When a marriage ends, there are often significant concerns regarding what the financial future will look like. The terms of the final order will affect a Virginia reader for years to come, and a person’s income structure will play a significant role in this. How and how much a person is paid will impact how he or she fares in the divorce.
If a person makes a normally structured salary, such as receiving paychecks every two weeks, this will not be complicated to address during a divorce. However, there are pay structures that can be quite complex, such as those that may offer bonuses, commission pay and more. The lesser-earning spouse may be entitled to spousal support, and the amount of this support depends on the pay of the other spouse.

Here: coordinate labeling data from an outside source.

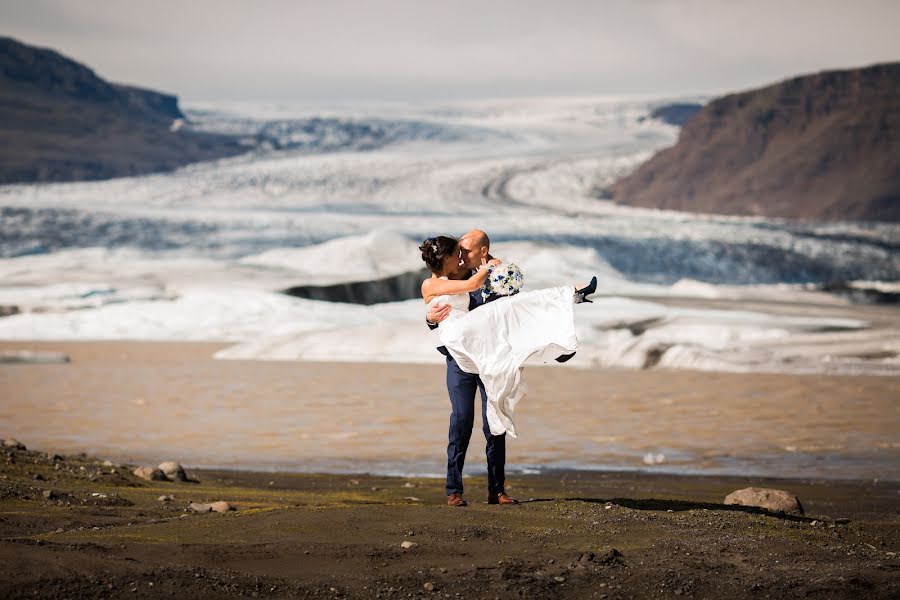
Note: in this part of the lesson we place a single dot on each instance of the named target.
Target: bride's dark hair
(435, 249)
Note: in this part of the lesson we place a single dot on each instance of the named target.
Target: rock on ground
(150, 474)
(768, 498)
(220, 506)
(173, 471)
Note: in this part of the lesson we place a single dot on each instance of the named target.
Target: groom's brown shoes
(501, 498)
(456, 499)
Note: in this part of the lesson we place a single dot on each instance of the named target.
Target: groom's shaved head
(478, 237)
(474, 248)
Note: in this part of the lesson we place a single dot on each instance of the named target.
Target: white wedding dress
(497, 338)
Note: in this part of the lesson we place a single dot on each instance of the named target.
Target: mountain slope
(823, 146)
(60, 122)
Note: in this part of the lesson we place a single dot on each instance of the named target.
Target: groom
(474, 250)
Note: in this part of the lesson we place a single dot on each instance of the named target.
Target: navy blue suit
(462, 386)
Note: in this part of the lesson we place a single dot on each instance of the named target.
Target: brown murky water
(145, 402)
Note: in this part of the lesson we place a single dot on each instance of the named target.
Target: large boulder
(767, 498)
(150, 474)
(173, 471)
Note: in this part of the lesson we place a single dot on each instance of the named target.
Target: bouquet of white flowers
(504, 279)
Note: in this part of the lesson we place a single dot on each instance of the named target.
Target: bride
(496, 340)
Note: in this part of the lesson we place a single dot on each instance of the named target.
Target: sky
(420, 50)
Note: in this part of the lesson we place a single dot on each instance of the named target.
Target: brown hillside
(824, 146)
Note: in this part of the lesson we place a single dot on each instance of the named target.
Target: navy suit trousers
(462, 387)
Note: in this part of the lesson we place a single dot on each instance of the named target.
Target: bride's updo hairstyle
(435, 249)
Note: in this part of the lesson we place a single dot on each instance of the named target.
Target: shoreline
(91, 529)
(148, 401)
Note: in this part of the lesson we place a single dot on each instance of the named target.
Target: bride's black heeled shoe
(582, 294)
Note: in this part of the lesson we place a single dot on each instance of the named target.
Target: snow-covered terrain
(334, 195)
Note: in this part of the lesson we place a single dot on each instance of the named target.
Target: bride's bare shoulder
(426, 287)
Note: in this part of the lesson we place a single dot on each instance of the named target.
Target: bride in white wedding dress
(496, 340)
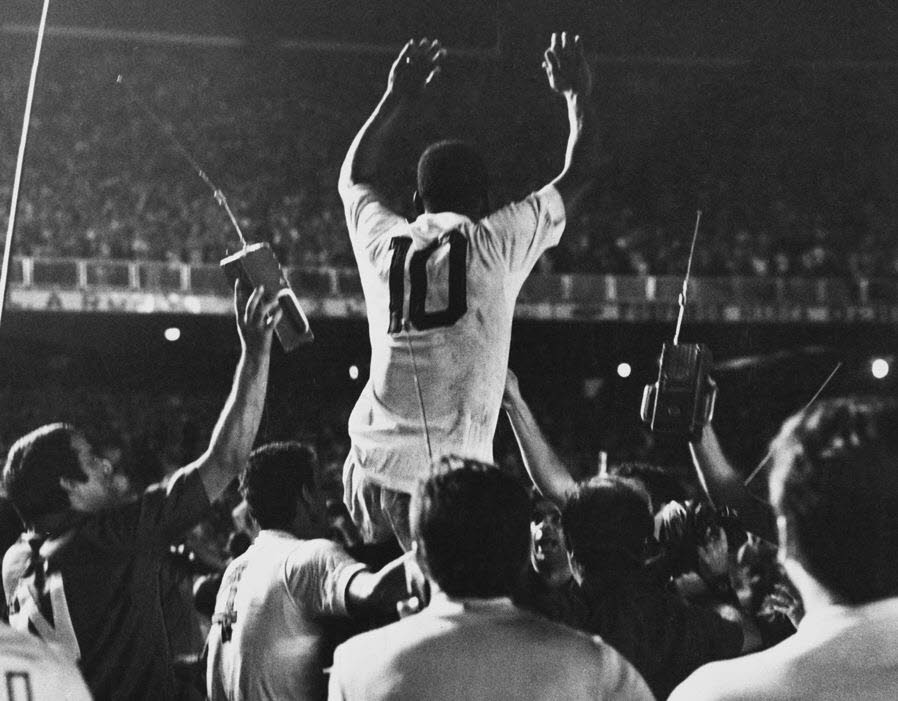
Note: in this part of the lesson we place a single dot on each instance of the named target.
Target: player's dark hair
(835, 480)
(274, 479)
(472, 522)
(606, 523)
(34, 466)
(452, 178)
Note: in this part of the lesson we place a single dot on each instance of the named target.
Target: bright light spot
(879, 368)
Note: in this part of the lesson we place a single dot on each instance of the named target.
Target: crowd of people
(103, 180)
(439, 574)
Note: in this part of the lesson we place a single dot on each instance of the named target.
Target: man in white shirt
(36, 671)
(471, 539)
(440, 291)
(274, 623)
(834, 487)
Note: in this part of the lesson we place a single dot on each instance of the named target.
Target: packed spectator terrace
(790, 165)
(791, 159)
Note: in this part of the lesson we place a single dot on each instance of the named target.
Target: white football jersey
(446, 287)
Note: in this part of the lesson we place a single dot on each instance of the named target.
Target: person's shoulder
(380, 639)
(744, 677)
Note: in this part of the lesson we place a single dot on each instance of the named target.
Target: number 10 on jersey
(458, 293)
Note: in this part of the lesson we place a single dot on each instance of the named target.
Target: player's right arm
(569, 75)
(546, 470)
(413, 70)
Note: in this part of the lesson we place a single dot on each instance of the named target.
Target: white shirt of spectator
(838, 652)
(276, 598)
(34, 671)
(461, 362)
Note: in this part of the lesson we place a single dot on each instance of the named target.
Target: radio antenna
(408, 341)
(20, 159)
(757, 470)
(682, 298)
(169, 132)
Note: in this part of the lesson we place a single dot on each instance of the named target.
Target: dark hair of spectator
(238, 543)
(662, 485)
(835, 480)
(685, 526)
(452, 178)
(34, 466)
(274, 479)
(472, 522)
(606, 523)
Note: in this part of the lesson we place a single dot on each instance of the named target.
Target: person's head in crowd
(470, 528)
(757, 572)
(548, 556)
(834, 486)
(279, 485)
(341, 528)
(607, 522)
(662, 485)
(683, 527)
(53, 469)
(452, 177)
(238, 543)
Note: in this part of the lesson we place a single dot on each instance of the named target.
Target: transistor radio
(256, 265)
(682, 400)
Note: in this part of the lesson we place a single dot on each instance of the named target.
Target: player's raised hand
(416, 67)
(566, 66)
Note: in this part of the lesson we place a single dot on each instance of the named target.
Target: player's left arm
(378, 592)
(542, 463)
(412, 72)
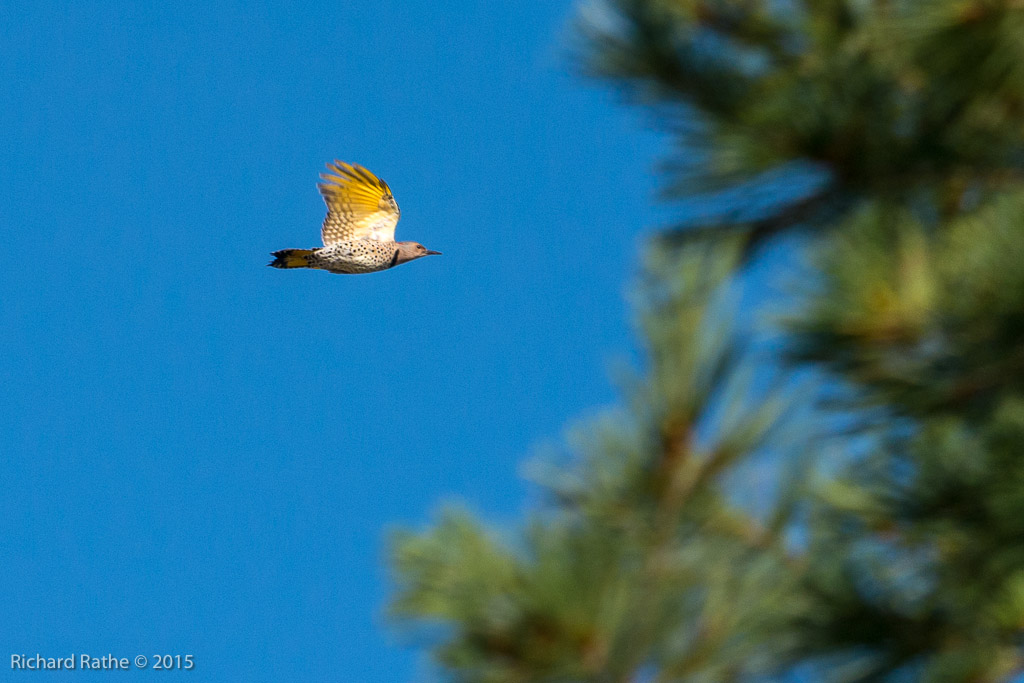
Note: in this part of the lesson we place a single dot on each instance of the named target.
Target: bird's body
(358, 229)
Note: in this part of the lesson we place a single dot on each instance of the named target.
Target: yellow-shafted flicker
(358, 229)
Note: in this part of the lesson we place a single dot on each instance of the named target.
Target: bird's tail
(291, 258)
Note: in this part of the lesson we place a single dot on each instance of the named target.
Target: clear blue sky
(202, 455)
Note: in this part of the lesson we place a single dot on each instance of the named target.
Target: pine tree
(730, 521)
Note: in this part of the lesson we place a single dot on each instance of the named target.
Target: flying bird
(358, 229)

There are certain types and forms of compensation that could impact negotiations in a divorce. This includes paychecks, but also things like prepaid bonuses, bonuses with a clawback terms, commissions, compensation from new employment and more. Another factor is the perks that may come with the job of one spouse. For example, a company car used by the whole family may factor into divorce negotiations, as well as other things that affect the lifestyle of the other spouse.
Divorce is a financially complex process, and a Virginia reader will find it beneficial to be thoughtful and cautious as he or she negotiates the terms of the final order. Income structure and benefits can factor into spousal support and property division, and thoroughly considering these issues can help avoid the need for future post-divorce complications. Before agreeing to the terms of a divorce, it may help to discuss concerns with an experienced legal advocate.